This repository contains the datasets used in the development of nerual network potential in charge prediction and charge transfer.
The data was generated from 5000 MD steps at a temperature of 300K with a timestep of 0.5fs of C10H2 and C10H3 respectively. Trajectory obtained from local geometry relaxations were added as well. (10019 structures in total)
small organic molecule(Hirshfeld charge)
- rotamer data: sets of rotamers developed in this work, focusing on ionic systems
- hutchison conformers: A subset of the data reported in Folmsbee & Hutchison, IJQC 121 (2020)

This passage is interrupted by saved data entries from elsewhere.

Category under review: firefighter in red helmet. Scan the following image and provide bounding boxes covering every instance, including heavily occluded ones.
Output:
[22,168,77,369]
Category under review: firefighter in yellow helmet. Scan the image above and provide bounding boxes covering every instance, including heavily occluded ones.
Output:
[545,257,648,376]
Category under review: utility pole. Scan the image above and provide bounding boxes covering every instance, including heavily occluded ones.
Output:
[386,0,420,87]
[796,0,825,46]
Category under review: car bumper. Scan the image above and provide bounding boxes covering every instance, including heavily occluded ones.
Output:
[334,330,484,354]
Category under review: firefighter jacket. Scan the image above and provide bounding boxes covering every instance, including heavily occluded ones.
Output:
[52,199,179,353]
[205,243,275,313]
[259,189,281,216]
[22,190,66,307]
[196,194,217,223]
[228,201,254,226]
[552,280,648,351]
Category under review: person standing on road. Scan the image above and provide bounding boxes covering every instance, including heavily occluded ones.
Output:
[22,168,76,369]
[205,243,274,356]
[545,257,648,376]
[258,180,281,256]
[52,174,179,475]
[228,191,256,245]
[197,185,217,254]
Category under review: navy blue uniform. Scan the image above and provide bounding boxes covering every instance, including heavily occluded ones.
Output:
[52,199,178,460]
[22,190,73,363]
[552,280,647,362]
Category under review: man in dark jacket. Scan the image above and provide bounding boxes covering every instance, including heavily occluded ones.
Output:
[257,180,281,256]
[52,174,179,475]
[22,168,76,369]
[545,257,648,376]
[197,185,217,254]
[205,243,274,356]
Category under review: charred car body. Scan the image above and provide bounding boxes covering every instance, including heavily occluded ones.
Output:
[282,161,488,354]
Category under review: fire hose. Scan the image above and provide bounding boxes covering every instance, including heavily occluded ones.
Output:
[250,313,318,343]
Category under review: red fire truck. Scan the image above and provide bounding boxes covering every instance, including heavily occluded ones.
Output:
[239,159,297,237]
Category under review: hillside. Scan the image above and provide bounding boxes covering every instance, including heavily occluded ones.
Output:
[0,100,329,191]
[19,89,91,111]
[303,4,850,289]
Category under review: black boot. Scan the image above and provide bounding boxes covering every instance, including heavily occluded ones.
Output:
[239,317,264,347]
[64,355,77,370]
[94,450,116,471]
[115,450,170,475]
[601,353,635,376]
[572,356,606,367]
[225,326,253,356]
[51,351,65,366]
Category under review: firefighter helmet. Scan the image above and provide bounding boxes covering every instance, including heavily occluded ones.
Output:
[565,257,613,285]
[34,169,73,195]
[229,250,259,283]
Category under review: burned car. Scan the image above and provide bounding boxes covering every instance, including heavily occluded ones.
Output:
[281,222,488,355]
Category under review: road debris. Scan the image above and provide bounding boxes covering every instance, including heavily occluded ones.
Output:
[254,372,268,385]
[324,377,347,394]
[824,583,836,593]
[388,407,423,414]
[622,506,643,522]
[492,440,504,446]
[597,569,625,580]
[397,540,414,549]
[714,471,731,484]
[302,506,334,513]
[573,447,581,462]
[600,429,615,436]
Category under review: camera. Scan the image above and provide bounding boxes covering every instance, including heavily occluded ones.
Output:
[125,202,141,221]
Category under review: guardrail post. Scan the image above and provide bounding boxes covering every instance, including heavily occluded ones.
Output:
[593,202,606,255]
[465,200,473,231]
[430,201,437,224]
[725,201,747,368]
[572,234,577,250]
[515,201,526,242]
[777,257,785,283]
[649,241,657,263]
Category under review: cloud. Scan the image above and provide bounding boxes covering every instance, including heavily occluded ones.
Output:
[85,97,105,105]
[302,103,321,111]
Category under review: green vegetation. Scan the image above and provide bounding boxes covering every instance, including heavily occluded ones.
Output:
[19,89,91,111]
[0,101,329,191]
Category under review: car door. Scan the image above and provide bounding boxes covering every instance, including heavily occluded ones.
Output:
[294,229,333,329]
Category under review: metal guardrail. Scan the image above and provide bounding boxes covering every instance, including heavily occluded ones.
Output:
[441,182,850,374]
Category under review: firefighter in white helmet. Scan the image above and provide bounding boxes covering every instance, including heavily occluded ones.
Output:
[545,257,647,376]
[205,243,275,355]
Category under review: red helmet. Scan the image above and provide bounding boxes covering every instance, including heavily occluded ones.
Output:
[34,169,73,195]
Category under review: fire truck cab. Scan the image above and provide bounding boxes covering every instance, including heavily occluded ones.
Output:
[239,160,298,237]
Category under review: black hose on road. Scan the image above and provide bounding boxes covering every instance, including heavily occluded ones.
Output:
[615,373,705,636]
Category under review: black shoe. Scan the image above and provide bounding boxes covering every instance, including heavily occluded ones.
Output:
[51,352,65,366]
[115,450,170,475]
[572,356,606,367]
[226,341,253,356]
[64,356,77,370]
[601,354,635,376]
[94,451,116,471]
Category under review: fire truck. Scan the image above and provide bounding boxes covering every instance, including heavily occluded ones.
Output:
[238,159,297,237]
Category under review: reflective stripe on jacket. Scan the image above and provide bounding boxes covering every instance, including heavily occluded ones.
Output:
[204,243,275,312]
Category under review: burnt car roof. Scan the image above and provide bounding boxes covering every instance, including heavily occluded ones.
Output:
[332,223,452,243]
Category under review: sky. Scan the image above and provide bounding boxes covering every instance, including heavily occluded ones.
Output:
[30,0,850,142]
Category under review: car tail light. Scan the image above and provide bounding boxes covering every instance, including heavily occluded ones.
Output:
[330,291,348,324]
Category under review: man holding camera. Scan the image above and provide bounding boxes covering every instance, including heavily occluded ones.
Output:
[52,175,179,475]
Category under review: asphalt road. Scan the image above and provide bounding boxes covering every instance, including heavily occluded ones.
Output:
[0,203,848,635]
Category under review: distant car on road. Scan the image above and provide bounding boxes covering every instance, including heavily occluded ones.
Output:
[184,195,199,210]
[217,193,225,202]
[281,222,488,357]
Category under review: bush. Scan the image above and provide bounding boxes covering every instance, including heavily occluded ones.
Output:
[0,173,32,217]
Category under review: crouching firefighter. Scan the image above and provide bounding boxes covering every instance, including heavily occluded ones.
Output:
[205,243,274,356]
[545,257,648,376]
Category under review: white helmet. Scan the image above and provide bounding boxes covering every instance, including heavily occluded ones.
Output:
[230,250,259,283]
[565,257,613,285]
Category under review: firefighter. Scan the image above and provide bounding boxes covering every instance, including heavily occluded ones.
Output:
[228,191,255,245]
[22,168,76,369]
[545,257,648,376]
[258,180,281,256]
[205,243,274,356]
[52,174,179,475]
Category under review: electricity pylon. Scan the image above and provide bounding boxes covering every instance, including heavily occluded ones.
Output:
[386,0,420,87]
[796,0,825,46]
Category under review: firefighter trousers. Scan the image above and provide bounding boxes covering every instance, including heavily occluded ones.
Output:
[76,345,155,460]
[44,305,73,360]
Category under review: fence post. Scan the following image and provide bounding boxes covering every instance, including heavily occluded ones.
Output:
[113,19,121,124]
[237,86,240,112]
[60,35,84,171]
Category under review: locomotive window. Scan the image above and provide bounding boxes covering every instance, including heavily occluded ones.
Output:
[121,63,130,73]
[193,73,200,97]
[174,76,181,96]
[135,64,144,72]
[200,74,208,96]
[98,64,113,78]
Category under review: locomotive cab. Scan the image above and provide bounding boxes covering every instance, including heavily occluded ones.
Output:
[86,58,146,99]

- ionic conformers: conformer test set constructed from ionic molecules from ZINC
- tautobase: Tautomer pairs extracted from the tautobase Wahl & Sander J. Chem. Inf. Model 60 (2020)
QM7-X(Hirshfeld charge)
The comprehensive dataset contains 42 physicochemical properties for ≈4.2 million equilibrium and non-equilibrium structures of small organic molecules with up to seven non-hydrogen (C, N, O, S, Cl) atoms.
Dataset for training and testing the SCFNN model(Hirshfeld charge,Mulliken charge)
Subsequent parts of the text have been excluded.